Он медленно положил губку.
— Хорошо, — ответил он.
— Сядь, Боб.
— Хорошо, мэм.
Какое-то мгновение она пристально смотрела на него, пока он не отвел взгляда.
— Боб, ты, наверное, догадываешься, о чем я хочу с тобой поговорить? Верно?
— Да.
— Может, будет лучше, если ты первый мне скажешь?
— О нас, — помолчав, сказал он.
— Сколько тебе лет, Боб?
— Скоро будет четырнадцать.
— Тебе тринадцать лет.
Он поморщился.
— Да, мэм.
— А знаешь, сколько мне?
— Да, мэм. Я слышал. Двадцать четыре.
— Двадцать четыре.
— Через десять лет мне тоже будет двадцать четыре… почти, — сказал он.
— Но сейчас тебе, к сожалению, не двадцать четыре.
— Нет, но иногда я чувствую, будто мне все двадцать четыре.

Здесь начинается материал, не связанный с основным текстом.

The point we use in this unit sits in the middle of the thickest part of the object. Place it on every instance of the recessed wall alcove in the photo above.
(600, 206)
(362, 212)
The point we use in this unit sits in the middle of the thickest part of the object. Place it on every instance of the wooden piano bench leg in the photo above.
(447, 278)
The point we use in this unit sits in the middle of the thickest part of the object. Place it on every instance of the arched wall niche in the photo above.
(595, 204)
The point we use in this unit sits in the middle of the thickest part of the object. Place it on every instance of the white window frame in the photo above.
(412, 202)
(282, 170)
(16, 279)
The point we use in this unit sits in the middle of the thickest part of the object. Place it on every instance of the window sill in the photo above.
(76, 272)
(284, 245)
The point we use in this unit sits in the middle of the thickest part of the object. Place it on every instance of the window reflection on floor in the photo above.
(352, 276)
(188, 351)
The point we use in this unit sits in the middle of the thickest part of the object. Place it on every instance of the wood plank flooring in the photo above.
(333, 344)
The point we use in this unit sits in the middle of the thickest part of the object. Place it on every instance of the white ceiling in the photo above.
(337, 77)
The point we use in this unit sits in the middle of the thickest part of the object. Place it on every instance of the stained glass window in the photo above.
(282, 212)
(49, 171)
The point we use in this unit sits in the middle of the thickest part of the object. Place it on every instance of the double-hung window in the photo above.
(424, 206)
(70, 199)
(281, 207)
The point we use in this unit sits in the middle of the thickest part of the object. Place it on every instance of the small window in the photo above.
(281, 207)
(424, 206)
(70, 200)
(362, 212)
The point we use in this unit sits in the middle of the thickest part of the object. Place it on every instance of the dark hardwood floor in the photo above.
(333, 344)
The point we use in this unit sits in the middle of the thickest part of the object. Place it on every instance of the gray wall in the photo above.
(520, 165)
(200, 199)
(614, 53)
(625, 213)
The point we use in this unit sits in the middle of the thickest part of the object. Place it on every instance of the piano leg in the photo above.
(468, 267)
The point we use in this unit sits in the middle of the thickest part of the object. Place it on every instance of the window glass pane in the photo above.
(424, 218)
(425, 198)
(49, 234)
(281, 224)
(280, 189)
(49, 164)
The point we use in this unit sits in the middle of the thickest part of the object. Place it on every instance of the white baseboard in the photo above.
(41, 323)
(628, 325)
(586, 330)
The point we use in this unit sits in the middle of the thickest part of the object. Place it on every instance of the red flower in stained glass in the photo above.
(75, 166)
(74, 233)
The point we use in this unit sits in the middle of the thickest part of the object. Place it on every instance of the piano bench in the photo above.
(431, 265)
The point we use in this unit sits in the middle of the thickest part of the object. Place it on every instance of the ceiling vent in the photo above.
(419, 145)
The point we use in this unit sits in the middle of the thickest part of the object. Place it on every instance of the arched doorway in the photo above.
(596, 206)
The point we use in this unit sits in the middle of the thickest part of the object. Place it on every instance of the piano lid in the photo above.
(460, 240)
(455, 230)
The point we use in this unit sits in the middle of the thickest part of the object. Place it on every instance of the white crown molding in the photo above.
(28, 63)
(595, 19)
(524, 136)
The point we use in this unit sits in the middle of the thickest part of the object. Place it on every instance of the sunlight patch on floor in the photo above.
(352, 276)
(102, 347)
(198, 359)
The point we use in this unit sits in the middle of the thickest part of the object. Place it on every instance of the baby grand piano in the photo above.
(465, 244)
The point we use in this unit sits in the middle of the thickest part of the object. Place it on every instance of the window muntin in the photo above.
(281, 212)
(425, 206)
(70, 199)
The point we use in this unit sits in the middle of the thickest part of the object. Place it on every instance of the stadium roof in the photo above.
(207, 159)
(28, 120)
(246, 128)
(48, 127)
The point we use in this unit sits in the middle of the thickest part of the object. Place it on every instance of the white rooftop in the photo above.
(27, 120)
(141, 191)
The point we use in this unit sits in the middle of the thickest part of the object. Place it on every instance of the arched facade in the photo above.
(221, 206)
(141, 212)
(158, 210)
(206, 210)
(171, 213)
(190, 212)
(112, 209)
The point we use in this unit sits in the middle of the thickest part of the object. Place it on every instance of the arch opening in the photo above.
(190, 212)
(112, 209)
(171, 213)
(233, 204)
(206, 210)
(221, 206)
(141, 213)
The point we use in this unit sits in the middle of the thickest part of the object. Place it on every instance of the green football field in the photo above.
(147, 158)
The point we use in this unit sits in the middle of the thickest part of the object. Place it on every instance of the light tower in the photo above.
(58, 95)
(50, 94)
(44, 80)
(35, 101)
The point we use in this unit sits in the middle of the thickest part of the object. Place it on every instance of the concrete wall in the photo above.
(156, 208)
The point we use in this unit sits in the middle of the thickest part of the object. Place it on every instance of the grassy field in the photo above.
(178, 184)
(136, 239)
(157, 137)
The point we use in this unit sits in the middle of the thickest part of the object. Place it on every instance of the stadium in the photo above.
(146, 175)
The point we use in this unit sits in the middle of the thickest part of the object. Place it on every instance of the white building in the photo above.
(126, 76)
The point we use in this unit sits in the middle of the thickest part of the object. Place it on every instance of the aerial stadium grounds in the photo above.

— Иногда ты даже поступаешь так, как будто тебе двадцать четыре.
— Правда?!
— Посиди немного спокойно, не вертись, нам надо многое обсудить. Очень важно, чтобы мы поняли, что происходит. Ты согласен?
— Да, наверно.
— Прежде всего давай признаем: мы с тобой самые лучшие, самые большие друзья на свете. Признаем, что никогда еще у меня не было такого ученика, как ты, и еще никогда ни к какому другому мальчику я не относилась так хорошо.
При этих словах Боб покраснел. А она продолжала:
— И позволь мне сказать за тебя: я для тебя самая милая учительница из всех, каких ты встречал.
— О, гораздо больше, — сказал он.
— Может быть, и больше, но надо смотреть правде в глаза, надо учитывать уклад жизни в городе, что скажут люди, и подумать о нас — о тебе и обо мне. Я размышляла об этом много-много дней, Боб. Не думай, что я что-либо упустила или не отдаю себе отчета в своих чувствах. При определенных обстоятельствах наша дружба и впрямь была бы странной. Но ты не обычный мальчик. Кажется, я неплохо знаю себя и знаю, что совершенно здорова, как умственно, так и физически, и каковы бы ни были наши с тобой отношения, они возникли потому, что я реально оцениваю в тебе незаурядного и очень хорошего человека, Боб. Но в нашем мире, Боб, это не в счет, разве что если речь идет о человеке взрослом. Не знаю, понятно ли я говорю.
— Все понятно, — сказал он. — Просто, если б я был на десять лет старше и на пятнадцать дюймов выше, все было бы по-другому. Но ведь это же глупо судить о человеке по его росту, — добавил он.
— Но все люди считают, что это разумно.
— А я — не все, — возразил он.
— Понимаю, тебе это кажется нелепым, — сказала она. — Ты чувствуешь себя вполне взрослым и правым и знаешь, что тебе нечего стыдиться. Тебе действительно нечего стыдиться, Боб, помни об этом. Ты был совершенно честен и чист, надеюсь, я тоже.
— Да, вы тоже, — сказал он.
— Может быть, когда-нибудь в какой-нибудь идеальной стране, Боб, люди научатся так точно определять душевный возраст человека, что смогут сказать: «Это уже мужчина, хотя физически ему всего тринадцать лет; каким-то чудом, по какому-то счастливому стечению обстоятельств, он — мужчина с присущим мужчине сознанием своей ответственности, своего положения, своего долга». Но пока, Боб, боюсь, нам придется мерить все годами и ростом, как делают обычно в нашем обычном мире.
— Мне это не нравится, — сказал он.
— Мне, возможно, тоже это не нравится, но ведь ты не хочешь, чтобы все стало гораздо хуже, чем теперь? Ты же не хочешь, чтобы мы оба были несчастливы? А это обязательно случится. Поверь, тут ничего не поделаешь, даже то, что мы разговариваем о нас с тобой, уже достаточно странно.
46
«Большие надежды» (1860-1861) — роман Ч. Диккенса.